Over the past two years there has been resurgence in property investor activity with overall borrowings to purchase established homes for rental purposes jumping by a massive 49%.

The decision by the RBA to cut official interest rates to an historic low just 2.0% earlier this month will encourage even more property investor activity as borrowing costs are now so low. It is hard to believe that back in 2008, official interest rates were 7.25%!

This growing confidence amongst property investors is underlined by a continued upswing in tax depreciation reports DEPPRO is preparing for clients especially in Brisbane, Sydney, Melbourne and Perth.

We are finding that this trend is been led by older Australians who have large cash savings and are deciding to buy property because the returns on their cash savings in the bank are now very low due to rock bottom interest rates.

Investors wanting to take advantage of opportunities in the Australian property market during the coming year should ensure that they boost their cash flow through obtaining their full tax depreciation benefits.
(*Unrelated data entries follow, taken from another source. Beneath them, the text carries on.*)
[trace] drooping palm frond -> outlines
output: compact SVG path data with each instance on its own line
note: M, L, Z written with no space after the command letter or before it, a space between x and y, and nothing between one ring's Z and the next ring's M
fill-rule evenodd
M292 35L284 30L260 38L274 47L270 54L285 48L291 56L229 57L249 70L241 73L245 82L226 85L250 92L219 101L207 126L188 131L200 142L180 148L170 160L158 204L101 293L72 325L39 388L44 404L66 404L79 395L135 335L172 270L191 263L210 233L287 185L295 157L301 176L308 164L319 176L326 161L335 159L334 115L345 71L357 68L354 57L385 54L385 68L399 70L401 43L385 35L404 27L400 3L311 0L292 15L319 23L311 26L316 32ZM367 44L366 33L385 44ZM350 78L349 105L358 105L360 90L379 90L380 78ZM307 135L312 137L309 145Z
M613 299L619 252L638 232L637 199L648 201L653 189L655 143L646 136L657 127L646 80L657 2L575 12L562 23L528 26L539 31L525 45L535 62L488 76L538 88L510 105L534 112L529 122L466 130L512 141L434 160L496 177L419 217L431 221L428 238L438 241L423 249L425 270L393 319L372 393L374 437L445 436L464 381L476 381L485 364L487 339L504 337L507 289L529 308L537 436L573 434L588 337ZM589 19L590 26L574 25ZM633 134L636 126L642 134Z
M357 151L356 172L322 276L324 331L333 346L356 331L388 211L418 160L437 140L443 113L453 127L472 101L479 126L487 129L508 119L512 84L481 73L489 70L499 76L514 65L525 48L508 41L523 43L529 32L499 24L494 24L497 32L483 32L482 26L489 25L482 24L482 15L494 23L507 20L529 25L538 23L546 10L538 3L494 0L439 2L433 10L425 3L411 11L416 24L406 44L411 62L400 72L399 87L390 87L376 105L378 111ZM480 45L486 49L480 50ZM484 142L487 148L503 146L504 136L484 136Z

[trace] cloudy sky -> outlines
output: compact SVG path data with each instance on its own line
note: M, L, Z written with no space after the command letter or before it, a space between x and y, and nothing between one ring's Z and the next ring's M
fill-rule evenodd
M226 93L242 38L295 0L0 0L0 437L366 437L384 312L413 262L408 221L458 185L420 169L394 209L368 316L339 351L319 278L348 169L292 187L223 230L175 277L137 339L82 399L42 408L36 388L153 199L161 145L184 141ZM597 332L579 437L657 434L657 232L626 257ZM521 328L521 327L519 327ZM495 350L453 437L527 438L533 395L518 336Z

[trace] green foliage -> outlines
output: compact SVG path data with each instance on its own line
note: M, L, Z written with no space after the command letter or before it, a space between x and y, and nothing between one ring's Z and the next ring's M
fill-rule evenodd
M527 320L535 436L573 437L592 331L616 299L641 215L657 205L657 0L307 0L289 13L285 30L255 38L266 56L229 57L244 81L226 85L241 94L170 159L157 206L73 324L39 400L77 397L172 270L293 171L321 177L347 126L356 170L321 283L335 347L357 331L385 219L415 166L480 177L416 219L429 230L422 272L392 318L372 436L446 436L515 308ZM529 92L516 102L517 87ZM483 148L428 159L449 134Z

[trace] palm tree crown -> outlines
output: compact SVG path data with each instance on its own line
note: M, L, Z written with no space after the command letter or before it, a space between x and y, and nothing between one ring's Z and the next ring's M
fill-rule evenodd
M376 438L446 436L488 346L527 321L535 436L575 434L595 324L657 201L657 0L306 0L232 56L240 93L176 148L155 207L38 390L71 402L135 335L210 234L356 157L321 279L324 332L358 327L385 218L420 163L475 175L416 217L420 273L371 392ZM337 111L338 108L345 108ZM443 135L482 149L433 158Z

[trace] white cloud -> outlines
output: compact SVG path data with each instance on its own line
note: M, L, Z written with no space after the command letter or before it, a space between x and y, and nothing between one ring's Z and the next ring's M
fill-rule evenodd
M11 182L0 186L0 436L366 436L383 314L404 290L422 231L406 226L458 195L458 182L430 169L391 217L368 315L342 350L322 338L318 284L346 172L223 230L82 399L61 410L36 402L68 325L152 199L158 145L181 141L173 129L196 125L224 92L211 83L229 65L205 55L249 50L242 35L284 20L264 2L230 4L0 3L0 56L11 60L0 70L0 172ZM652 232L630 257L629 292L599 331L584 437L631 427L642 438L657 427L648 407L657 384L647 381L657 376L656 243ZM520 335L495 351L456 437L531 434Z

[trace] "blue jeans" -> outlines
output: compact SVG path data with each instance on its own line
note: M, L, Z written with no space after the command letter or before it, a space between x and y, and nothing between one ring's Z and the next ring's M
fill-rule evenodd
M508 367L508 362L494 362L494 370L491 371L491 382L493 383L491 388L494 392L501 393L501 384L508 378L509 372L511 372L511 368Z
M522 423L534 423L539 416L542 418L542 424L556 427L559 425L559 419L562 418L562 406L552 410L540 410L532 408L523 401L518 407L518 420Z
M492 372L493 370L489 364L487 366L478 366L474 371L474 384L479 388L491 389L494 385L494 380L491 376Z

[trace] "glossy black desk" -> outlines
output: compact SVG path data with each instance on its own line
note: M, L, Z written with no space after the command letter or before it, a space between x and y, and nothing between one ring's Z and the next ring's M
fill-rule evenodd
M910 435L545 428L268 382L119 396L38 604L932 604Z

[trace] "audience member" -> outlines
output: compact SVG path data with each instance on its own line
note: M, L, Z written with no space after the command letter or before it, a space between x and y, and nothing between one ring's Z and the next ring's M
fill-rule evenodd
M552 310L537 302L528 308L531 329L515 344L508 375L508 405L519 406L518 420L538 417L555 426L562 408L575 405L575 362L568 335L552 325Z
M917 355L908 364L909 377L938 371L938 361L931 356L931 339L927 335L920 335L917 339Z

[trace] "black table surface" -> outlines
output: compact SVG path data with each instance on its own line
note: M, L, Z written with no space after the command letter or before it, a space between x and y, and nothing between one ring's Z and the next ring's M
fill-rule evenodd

In doing so, this will mean that they can more quickly build a property portfolio and achieve wealth creation in a shorter period of time.

It is estimated that only a very small proportion of residential investors make use of the tax depreciation entitlements which are available to all investors on all investment properties.

Many investors fail to understand that the tax benefits from depreciation can be just as important as rental income and that tax benefits obtained through depreciation can be equivalent to 60% of the total purchase price of the property.

Property investors who have a portfolio of investment properties should also realise that they can claim tax depreciation benefits retrospectively if they have not done so in the past. DEPPRO has been able to assist property investors who have several investment properties achieve tax benefits of over $100,000 by claiming depreciation allowances for previous financial years.

While tax depreciation benefits are most generous for new properties, older properties can also qualify for significant tax depreciation benefits.

For example, a property that is more than 50 years of age could still qualify for thousands of dollars each year in tax depreciation benefits for their owner.

Anyone who has purchased an older property for investment purposes should therefore carefully consider the significant taxation benefits that can be achieved before beginning any construction work.